When is the Right Time to Leave Your NFP Board Position?July 23, 2014
What factors are most important to your Board position and guidance on determining if it’s still the right fit.
There are plenty of articles written and many reasons why you should consider joining a nonprofit board, yet many help you to identify the warning signs of when it might be the best time for you to surrender your board position and volunteer your time elsewhere. This blog will help you to identify some situations which, if they exist, should cause you to consider whether remaining on a board is the right decision for you.
Organizations evolve over time and the organization you joined as a Board member years ago may be very different today. Occasionally you should take a step back and evaluate whether the organization’s values and activities are still consistent with your personal values. If they are not, you may want to either try to move the organization back to where it once was, or consider parting ways.
It is absolutely appropriate to vote with your conscience on all Board votes. However, after the vote, all Board members must support the majority decision and proceed along the selected path with a united front. If you are unable to support the organization when a board action is taken contrary to your vote, you should consider resigning. Supporting the majority decision is one of the basic and most important fundamentals of holding a Board position. If that is not possible for you, you may need to look into alternative organizations.
If you (and other board members) are not informed about the organization’s current activities and its mission-oriented results or the performance of the chief executive, this is an organization which is likely no longer being run by the board. If, after making an effort to change the situation or make right of an issue, you should consider resigning from the Board. Continuing to participate in an ineffective board only reinforces the ineffective behavior.
Another example of an ineffective board is one that does not receive and review the organization’s financials on a regular basis. Financial resources are what allow the organization to address its programmatic mission. Board oversight of the financial picture is critical. Likewise if you don’t spend a significant amount of time thinking about whether the organization is effective at advancing its mission and how the organization could be more effective at advancing its mission, you (and the rest of the board) are probably becoming more and more disconnected from the organization.

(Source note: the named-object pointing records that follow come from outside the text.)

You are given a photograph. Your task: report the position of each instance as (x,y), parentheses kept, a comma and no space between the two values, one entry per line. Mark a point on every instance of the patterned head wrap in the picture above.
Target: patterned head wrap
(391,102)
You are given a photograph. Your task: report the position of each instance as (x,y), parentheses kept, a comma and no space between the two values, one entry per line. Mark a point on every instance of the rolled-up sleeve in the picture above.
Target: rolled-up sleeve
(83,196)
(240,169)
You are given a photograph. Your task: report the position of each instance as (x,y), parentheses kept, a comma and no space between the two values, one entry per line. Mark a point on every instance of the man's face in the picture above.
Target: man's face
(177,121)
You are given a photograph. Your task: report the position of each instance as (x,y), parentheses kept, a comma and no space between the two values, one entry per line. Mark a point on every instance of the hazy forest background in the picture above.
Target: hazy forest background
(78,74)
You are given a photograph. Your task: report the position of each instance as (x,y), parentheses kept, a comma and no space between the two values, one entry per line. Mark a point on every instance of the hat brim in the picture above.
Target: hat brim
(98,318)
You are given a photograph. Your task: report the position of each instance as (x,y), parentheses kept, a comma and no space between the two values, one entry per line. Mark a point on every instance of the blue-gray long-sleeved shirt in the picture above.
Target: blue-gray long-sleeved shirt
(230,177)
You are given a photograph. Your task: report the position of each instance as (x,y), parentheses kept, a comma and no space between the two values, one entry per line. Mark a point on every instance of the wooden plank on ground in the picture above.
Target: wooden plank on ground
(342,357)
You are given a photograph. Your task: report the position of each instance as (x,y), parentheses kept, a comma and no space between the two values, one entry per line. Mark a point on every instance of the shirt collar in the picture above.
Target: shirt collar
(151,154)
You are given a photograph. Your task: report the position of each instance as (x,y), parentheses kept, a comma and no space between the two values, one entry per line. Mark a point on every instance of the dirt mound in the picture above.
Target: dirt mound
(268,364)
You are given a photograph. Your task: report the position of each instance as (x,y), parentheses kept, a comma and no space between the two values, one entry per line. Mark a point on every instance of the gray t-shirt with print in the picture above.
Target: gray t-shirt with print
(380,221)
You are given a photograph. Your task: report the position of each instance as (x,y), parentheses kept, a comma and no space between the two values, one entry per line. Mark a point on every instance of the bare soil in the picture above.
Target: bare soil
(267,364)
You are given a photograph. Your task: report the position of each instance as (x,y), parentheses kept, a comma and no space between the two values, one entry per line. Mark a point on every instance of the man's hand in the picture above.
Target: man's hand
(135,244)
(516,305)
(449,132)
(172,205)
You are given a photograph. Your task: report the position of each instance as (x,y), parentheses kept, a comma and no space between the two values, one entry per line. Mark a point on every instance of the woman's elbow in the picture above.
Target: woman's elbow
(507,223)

Among the more obvious reasons for leaving a board position is that you recognize that you’re serving more for personal benefit than for the public benefit. Remember, your position on a not-for-profit board is as a representative of the public – the public that has granted tax-exempt status to this organization because that public values the organization’s tax-exempt mission and has entrusted the board members with keeping the organization focused on that mission. Also, if you have a material financial interest in a transaction with the organization that would be damaging or embarrassing if known by the public, it is time to sever your ties with the organization.

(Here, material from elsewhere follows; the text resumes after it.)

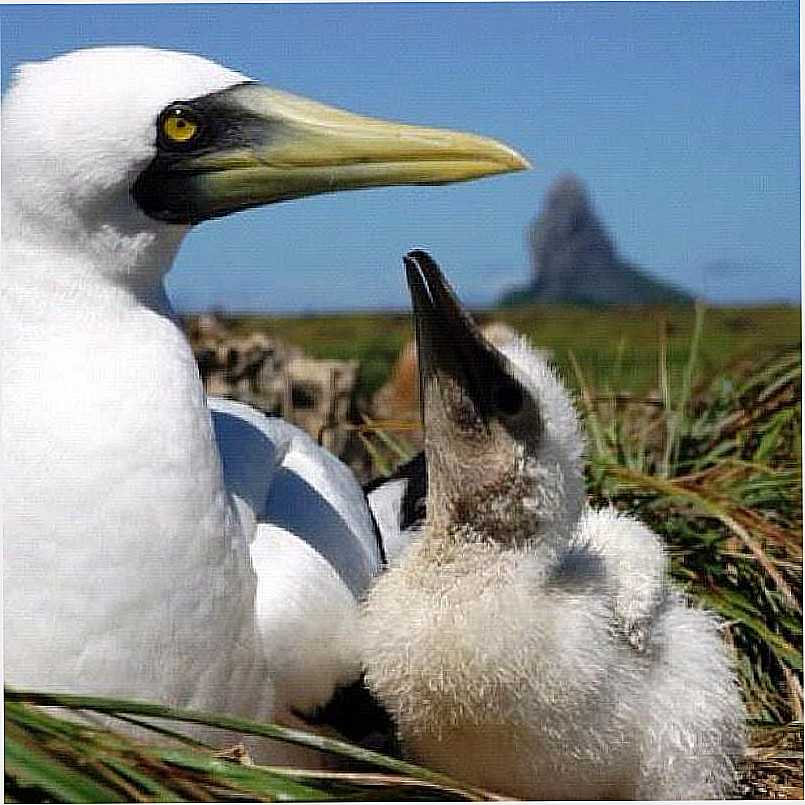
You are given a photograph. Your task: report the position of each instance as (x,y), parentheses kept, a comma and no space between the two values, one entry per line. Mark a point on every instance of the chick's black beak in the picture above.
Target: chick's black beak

In more than one instance above, we mentioned working to change the board’s activities back to what they should be. In doing this, however, if you find yourself unable to work collaboratively with the other board members in a productive manner, it probably does not make much sense for you to continue your efforts. It certainly is not easy to resign from an organization which you joined and worked so hard and for so long to improve. However, sometimes, needed change will only come about when you emphasize your position or feelings and take action to correct them.